Intervention de Arnaud Brennetot

Commission d'enquête Incendie de l'usine Lubrizol — Réunion du 29 octobre 2019 à 16h00
Audition de M. Arnaud Brennetot maître de conférences en géographie politique à l'université de rouen

Arnaud Brennetot, maître de conférences en géographie politique à l'université de Rouen :

Sur les différences de culture du risque, l'enquête dont je vous parlais montre que les responsables d'établissements qui accueillent du public depuis longtemps sont plus à même de prendre des décisions adaptées. L'expérience est bien de nature à améliorer les pratiques de prévention.

S'agissant du principe de précaution, il a été appliqué partiellement, mais de façon volontariste, par l'État et relayé par les chambres d'agriculture ou les syndicats professionnels, comme le montre le gel des produits agricoles décidé dès le 26 septembre pour résoudre provisoirement le problème, même si les fortes inquiétudes des agriculteurs sont compréhensibles. En revanche, cela n'a pas été le cas en ce qui concerne le cadre de vie, alors que les collectivités territoriales et les intercommunalités étaient tout à fait disponibles pour accompagner les populations.

Ainsi, je ne m'explique pas que l'on ait été aussi réducteur en ce qui concerne le périmètre et la durée des fermetures d'écoles, d'établissements recevant du public (ERP) ou d'équipements sportifs. En Seine-Maritime, quand il neige, on n'hésite pourtant pas à interrompre les transports scolaires. Quand une canicule se produit, on diffère le brevet, pourtant, quand un nuage potentiellement toxique émane d'une usine classée « Seveso seuil haut », on applique des précautions qui paraissent perfectibles.

Faut-il améliorer les dispositifs dans les sites Seveso ? Il me semble que l'on peut le faire, en effet. Il n'est pas normal que le feu soit ainsi passé d'un site à l'autre ; c'est une défaillance inacceptable, et cela mérite une réglementation plus ambitieuse en matière d'isolement des sites « Seveso seuil haut ». La zone concernée mêle différentes entreprises sur un périmètre très restreint et une usine « Seveso seuil bas » se trouve juste de l'autre côté de Normandie Logistique et aurait également pu être touchée.

Des questions doivent donc être posées sur la logistique : quelle quantité de combustible peut-on stocker sur un périmètre restreint ? L'incendie en a consommé un énorme volume.

Je suis tout à fait d'accord pour sensibiliser les populations, mais il faut aller au-delà, vers une implication dans la culture du risque.
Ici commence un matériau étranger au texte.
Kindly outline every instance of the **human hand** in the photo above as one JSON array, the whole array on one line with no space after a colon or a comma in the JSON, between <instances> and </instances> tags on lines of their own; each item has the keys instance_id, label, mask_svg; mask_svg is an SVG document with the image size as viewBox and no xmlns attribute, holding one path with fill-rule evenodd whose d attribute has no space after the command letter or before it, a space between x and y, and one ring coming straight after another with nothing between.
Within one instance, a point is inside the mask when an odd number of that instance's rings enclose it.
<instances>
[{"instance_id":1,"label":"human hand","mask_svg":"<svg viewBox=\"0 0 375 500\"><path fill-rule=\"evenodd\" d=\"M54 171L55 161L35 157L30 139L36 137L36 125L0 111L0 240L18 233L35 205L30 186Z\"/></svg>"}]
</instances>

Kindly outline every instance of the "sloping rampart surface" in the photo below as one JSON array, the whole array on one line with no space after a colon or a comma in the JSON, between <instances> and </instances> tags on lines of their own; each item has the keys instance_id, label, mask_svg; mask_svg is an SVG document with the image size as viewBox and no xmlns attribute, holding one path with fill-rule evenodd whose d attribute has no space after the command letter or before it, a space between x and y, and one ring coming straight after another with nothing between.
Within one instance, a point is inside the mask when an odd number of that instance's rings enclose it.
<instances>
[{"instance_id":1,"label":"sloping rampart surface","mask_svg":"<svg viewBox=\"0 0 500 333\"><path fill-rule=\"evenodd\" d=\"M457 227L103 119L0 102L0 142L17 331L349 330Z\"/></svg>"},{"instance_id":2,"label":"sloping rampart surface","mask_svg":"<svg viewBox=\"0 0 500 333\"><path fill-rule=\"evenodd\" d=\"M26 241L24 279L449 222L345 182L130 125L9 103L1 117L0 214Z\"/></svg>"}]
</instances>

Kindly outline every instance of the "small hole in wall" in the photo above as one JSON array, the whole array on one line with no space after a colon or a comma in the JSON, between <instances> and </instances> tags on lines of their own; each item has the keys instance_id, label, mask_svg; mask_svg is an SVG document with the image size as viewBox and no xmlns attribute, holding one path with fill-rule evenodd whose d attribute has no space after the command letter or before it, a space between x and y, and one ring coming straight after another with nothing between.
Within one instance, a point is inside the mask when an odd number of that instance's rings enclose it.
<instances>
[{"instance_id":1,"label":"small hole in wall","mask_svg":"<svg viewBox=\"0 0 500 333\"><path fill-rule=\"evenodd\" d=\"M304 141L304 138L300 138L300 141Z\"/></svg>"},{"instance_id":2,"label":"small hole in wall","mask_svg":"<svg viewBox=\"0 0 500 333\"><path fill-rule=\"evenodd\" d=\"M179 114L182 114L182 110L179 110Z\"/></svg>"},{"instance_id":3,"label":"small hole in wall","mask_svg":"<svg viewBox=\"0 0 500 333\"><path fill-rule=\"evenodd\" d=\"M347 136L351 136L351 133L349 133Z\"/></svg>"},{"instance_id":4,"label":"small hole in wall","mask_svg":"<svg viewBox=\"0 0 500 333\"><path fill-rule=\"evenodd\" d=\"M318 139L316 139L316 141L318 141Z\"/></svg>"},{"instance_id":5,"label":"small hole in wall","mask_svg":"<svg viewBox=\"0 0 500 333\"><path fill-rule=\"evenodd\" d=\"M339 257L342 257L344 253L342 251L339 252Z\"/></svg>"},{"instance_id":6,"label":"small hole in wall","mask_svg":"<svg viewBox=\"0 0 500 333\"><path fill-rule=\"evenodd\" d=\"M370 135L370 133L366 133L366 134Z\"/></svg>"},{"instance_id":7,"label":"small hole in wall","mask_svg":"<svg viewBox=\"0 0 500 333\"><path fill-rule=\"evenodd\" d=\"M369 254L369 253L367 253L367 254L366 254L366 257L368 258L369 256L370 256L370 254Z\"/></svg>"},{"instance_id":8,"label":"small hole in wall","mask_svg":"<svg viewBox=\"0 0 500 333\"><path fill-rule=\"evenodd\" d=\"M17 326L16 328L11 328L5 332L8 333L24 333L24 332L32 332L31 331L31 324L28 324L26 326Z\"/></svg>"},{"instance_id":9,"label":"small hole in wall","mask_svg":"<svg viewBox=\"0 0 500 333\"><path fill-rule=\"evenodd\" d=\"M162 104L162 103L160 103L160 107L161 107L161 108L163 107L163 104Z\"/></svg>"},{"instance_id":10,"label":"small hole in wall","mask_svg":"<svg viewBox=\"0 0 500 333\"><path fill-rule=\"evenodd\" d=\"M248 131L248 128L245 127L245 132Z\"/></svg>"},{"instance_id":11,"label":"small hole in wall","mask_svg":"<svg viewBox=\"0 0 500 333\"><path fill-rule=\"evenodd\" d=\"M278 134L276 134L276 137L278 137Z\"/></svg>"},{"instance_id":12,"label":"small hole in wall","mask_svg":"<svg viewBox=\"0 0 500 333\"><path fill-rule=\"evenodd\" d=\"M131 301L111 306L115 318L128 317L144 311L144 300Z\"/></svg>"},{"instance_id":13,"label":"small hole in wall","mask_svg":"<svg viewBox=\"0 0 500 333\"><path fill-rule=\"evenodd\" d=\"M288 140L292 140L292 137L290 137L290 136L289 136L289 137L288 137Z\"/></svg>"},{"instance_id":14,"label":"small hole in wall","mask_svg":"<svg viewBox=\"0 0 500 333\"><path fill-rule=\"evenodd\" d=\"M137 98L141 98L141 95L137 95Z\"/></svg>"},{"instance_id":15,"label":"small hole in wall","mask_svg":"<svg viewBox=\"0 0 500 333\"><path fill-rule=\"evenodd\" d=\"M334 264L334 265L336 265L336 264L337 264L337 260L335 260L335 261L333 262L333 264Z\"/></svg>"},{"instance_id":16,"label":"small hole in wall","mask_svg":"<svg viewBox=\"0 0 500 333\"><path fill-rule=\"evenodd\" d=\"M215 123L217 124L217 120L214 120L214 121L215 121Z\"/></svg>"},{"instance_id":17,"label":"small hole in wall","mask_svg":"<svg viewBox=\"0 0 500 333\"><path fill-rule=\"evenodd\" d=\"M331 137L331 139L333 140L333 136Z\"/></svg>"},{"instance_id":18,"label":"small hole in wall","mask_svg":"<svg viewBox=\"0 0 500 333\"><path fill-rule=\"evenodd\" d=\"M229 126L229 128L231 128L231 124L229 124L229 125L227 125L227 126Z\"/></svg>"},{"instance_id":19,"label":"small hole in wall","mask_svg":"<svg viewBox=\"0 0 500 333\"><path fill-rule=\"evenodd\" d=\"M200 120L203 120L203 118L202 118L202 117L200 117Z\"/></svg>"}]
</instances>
Cela passe par la pratique, par l'organisation d'exercices ; c'est ainsi que l'on pourra rassurer les populations qui sont inquiètes aujourd'hui ; quand les gens sauront comment se confiner, on pourra éviter la panique qui conduit les gens à fuir.

L'enquête que j'ai évoquée montre bien que, lorsque l'on incite les gens à rester chez eux, ils sont nombreux à respecter la consigne. Certes, ces données sont tirées d'un questionnaire et l'on ne sait pas ce que cela donnerait en situation réelle. Tout cela demande un travail collectif associant les services de l'État, la population, les collectivités territoriales, les entreprises et les établissements publics pour construire et partager cette culture du risque, en analysant les retours d'expérience. Cela a un coût collectif qu'il convient de mesurer pour savoir jusqu'où aller.